El mundo se ha terminado. El infierno existe. Pero has sobrevivido. Estás aquí, prueba irrefutable. ¿Perpetuarás tus miedos anticipándolos, reviviéndolos? ¿Dejarás que ese temor devore todo en tu vida? ¿No se llevó bastante el incendio? ¿Quieres aún arrojarte a la hoguera para alimentar su fuego?

¿O te armarás del valor de saberte sobreviviente, abrirás los ojos y echarás a andar?

viernes, 15 de febrero de 2008

La importancia de sentir

"A todos pertenece lo que piensas. Sólo es tuyo lo que sientes. Si quieres que sea
tuyo lo que piensas, has de sentirlo."
Friedrich von Schiller

No sé si les pase, pero a veces pienso en lugar de sentir. Quizá porque es más "fácil", porque lastima menos y porque es un terreno donde me siento más segura. (Digo, al fin y al cabo no fue gratuito que estudiara filosofía).

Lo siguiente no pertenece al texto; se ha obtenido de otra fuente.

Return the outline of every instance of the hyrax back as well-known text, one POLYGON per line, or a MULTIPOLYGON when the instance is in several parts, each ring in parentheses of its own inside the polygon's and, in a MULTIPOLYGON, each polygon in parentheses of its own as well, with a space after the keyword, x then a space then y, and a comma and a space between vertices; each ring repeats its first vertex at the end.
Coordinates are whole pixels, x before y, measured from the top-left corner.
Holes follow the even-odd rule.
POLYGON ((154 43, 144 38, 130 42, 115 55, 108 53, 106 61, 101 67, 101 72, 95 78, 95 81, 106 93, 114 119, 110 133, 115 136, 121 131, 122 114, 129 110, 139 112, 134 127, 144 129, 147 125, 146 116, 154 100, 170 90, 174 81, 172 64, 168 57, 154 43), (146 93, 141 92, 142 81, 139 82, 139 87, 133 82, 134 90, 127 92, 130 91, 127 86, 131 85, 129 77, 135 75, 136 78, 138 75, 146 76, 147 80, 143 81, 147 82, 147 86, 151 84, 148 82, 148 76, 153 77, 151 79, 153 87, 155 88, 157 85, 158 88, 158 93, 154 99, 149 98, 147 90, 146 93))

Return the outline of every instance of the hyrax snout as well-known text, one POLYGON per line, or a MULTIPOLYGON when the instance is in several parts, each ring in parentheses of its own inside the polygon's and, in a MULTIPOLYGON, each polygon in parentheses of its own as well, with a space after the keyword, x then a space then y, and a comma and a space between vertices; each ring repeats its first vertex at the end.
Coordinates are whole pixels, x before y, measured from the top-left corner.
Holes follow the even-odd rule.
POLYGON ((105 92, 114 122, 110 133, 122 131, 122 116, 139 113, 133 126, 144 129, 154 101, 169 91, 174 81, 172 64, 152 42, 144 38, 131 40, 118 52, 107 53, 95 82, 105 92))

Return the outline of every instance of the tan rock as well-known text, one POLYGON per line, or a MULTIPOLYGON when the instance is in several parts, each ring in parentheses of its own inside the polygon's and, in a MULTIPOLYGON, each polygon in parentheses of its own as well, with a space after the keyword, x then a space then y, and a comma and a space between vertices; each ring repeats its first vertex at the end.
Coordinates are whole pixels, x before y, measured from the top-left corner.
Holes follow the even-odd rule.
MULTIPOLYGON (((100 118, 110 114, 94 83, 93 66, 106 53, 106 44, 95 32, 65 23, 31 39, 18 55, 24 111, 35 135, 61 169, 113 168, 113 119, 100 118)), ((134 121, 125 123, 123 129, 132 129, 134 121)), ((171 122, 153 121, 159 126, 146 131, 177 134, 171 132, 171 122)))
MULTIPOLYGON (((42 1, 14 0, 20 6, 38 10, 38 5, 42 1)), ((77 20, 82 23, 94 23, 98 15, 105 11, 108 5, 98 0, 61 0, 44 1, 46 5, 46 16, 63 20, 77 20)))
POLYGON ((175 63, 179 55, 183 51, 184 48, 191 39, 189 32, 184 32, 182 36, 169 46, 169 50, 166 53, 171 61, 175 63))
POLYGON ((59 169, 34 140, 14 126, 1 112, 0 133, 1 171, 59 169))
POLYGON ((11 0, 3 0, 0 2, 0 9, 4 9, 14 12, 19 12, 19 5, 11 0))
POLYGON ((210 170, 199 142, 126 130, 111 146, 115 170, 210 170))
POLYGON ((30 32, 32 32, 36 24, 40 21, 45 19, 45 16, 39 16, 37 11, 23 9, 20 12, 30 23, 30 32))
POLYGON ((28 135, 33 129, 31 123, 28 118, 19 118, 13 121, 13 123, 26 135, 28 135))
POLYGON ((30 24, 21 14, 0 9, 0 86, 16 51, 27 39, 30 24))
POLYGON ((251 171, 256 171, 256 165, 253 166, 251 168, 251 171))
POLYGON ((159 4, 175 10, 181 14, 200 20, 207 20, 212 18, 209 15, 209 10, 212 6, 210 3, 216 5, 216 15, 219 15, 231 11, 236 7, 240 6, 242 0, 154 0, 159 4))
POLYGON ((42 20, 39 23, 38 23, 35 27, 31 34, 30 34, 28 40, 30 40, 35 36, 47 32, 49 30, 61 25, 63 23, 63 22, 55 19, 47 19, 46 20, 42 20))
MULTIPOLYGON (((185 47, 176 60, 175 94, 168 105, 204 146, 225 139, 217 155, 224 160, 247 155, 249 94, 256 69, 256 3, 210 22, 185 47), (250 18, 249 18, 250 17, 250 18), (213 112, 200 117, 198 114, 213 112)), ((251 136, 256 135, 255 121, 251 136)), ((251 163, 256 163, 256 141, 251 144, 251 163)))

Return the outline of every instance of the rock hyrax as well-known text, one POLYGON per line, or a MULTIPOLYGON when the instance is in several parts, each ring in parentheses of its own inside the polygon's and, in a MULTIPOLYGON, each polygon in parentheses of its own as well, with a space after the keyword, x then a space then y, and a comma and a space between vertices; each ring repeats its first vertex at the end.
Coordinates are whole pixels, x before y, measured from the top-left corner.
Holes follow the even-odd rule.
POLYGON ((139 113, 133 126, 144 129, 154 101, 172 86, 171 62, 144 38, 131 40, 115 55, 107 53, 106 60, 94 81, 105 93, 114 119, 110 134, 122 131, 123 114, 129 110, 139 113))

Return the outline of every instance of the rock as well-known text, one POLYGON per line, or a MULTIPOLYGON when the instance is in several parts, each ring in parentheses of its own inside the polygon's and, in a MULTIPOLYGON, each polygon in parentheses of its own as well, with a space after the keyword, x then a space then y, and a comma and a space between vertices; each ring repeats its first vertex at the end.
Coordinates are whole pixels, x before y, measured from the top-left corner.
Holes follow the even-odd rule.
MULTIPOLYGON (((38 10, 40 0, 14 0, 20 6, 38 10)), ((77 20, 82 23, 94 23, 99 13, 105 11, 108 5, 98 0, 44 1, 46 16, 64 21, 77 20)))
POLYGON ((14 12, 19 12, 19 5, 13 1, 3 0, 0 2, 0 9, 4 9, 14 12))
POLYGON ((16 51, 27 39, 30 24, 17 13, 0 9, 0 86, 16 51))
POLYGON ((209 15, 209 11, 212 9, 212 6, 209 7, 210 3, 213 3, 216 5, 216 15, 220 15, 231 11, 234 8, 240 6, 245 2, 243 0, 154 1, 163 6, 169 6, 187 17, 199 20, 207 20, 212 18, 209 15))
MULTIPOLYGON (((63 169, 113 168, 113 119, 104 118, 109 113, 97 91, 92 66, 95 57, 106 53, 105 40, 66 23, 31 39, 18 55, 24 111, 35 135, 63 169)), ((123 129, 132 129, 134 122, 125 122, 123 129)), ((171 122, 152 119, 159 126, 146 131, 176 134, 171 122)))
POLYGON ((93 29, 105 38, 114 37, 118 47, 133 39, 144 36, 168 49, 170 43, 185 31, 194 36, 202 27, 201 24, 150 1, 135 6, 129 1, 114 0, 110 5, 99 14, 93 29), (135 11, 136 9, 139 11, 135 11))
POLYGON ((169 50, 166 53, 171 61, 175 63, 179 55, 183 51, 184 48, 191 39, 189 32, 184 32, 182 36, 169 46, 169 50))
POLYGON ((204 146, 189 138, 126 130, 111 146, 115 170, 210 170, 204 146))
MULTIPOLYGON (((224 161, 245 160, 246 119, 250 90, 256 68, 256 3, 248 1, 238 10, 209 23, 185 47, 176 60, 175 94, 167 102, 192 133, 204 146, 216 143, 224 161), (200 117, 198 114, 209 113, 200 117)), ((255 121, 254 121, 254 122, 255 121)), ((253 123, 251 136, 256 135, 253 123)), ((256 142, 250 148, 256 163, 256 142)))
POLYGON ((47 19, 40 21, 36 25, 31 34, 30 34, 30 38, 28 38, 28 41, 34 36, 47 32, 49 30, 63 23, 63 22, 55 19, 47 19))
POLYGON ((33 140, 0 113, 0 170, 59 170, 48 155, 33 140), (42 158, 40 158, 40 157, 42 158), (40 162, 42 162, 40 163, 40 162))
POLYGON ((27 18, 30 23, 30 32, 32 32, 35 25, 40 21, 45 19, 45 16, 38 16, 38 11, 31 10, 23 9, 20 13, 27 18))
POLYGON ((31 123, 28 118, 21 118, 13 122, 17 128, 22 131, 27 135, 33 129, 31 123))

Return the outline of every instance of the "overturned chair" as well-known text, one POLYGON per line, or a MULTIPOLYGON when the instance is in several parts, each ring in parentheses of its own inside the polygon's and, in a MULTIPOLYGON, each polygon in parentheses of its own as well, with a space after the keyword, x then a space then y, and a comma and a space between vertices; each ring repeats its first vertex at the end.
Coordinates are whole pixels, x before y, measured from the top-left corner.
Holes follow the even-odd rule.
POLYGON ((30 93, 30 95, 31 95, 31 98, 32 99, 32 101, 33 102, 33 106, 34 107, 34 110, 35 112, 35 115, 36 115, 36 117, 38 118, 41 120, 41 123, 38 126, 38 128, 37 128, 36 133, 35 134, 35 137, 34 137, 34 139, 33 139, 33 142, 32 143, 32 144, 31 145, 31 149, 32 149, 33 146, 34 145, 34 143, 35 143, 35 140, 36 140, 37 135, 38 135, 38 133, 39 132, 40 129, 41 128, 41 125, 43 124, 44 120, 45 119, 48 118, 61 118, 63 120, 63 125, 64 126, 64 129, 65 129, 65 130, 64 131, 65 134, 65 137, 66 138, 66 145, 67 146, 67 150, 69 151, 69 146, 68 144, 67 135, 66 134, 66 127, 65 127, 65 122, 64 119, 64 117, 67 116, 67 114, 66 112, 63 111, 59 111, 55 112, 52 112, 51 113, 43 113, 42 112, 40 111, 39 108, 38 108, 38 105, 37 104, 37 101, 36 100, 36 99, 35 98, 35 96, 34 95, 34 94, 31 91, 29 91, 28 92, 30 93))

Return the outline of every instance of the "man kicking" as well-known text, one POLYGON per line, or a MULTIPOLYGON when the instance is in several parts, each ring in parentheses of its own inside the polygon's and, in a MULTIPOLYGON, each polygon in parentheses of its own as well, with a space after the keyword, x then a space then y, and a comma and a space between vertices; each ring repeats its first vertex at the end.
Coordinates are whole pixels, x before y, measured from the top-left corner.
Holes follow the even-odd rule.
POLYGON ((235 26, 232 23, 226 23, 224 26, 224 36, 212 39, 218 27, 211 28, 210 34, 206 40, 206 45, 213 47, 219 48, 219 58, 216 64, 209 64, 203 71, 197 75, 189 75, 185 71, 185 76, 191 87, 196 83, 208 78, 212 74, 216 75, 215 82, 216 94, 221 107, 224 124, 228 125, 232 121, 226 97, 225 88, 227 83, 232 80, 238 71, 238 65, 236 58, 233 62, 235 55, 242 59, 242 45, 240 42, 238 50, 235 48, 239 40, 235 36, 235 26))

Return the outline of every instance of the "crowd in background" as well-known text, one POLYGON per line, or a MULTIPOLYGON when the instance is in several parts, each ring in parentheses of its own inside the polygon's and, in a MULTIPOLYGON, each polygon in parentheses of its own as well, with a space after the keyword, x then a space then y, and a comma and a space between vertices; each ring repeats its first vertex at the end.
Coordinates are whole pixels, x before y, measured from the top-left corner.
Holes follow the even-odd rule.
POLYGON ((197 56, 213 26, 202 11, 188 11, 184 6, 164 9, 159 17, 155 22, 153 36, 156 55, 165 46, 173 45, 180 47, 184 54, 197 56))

Aclaro que para mí, pensar es un acto amplio de la razón (sí, soy bien kantiana), que abarca no sólo el pensamiento "racional" como la lógica, la matemática... pensar abarca también la memoria, la imaginación y los sentidos.

Pero aún en ese acto amplio, a veces falta SENTIR. Poder estar simplemente enojada, triste, con miedo. Poder validar que es justo lo que siento, y a partir de eso, dejarlo pasar.

Quizá por eso es maravilloso que mi poeta, en vez de preguntarme ¿cómo estás?, me pregunte ¿cómo te sientes? Prueben un día a hacer a otros a cambiar el "estar" por el "sentir".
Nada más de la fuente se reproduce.